The little old inventor stopped a moment, then added:
"Sometimes I figger what I was put in the world for was to do pilot duty. You know there's folks that never own a ship of their own but just spend their days towin' other people's ships into port. They ain't so bad off neither," he went on in a merrier tone, "'cause there's a heap of joy in helpin' some other vessel to make a landin'."

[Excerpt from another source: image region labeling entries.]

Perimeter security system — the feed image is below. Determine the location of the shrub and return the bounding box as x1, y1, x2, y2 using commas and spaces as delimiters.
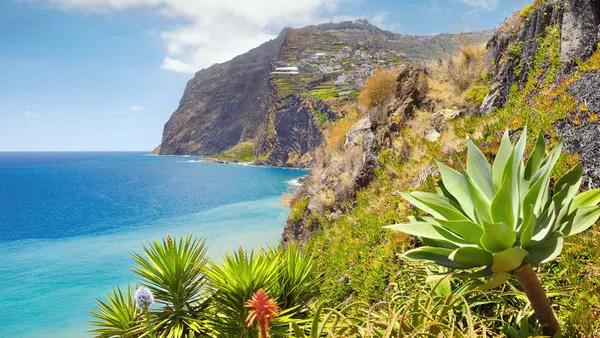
90, 236, 209, 338
429, 40, 490, 104
465, 85, 488, 107
90, 286, 142, 338
388, 129, 600, 335
205, 243, 320, 337
358, 69, 398, 108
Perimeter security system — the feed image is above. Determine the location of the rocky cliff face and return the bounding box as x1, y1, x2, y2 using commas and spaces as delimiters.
481, 0, 600, 112
283, 0, 600, 244
481, 0, 600, 189
158, 20, 491, 167
160, 31, 285, 155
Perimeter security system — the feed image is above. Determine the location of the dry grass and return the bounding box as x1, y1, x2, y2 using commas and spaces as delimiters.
358, 69, 398, 108
325, 116, 356, 152
428, 39, 490, 105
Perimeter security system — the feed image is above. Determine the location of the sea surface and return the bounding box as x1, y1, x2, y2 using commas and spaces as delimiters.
0, 152, 306, 338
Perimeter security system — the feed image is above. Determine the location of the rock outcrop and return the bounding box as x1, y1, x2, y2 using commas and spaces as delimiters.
159, 20, 491, 167
481, 0, 600, 112
282, 66, 427, 243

More moved by the words than he would have confessed, Robert Morton watched the bent figure move through the door and out into the sunshine; and afterward, banishing the seriousness of his mood, he climbed the hill to the white cottage, there to evolve with Delight a plot that should hold the men of the Brewster household captive long enough for Willie and himself to attach to Zenas Henry's motor-boat the new invention.
CHAPTER XX
ONE MORE OF WILLIE'S SHIPS REACHES PORT
Three feverish days passed, days of constant hard work and myriad trivial annoyances. A train of misadventures had attended the transference of Willie's "idee" to Zenas Henry's boat. Parts had failed to fit, and much wearisome toil had been demanded before the device was actually in place. At last, however, all was ready, and Abbie Brewster, a party to the conspiracy, had on a sunny morning urged her reluctant spouse and the three captains to make a trip out to the Bar for clams. They were none too keen about the proposed expedition, for the weather was warm and their course lay through shallow waters which after the recent storm were turbid with seaweed. Nevertheless, ignoring their unwillingness, Abbie declared she must have the clams, and was not her word law?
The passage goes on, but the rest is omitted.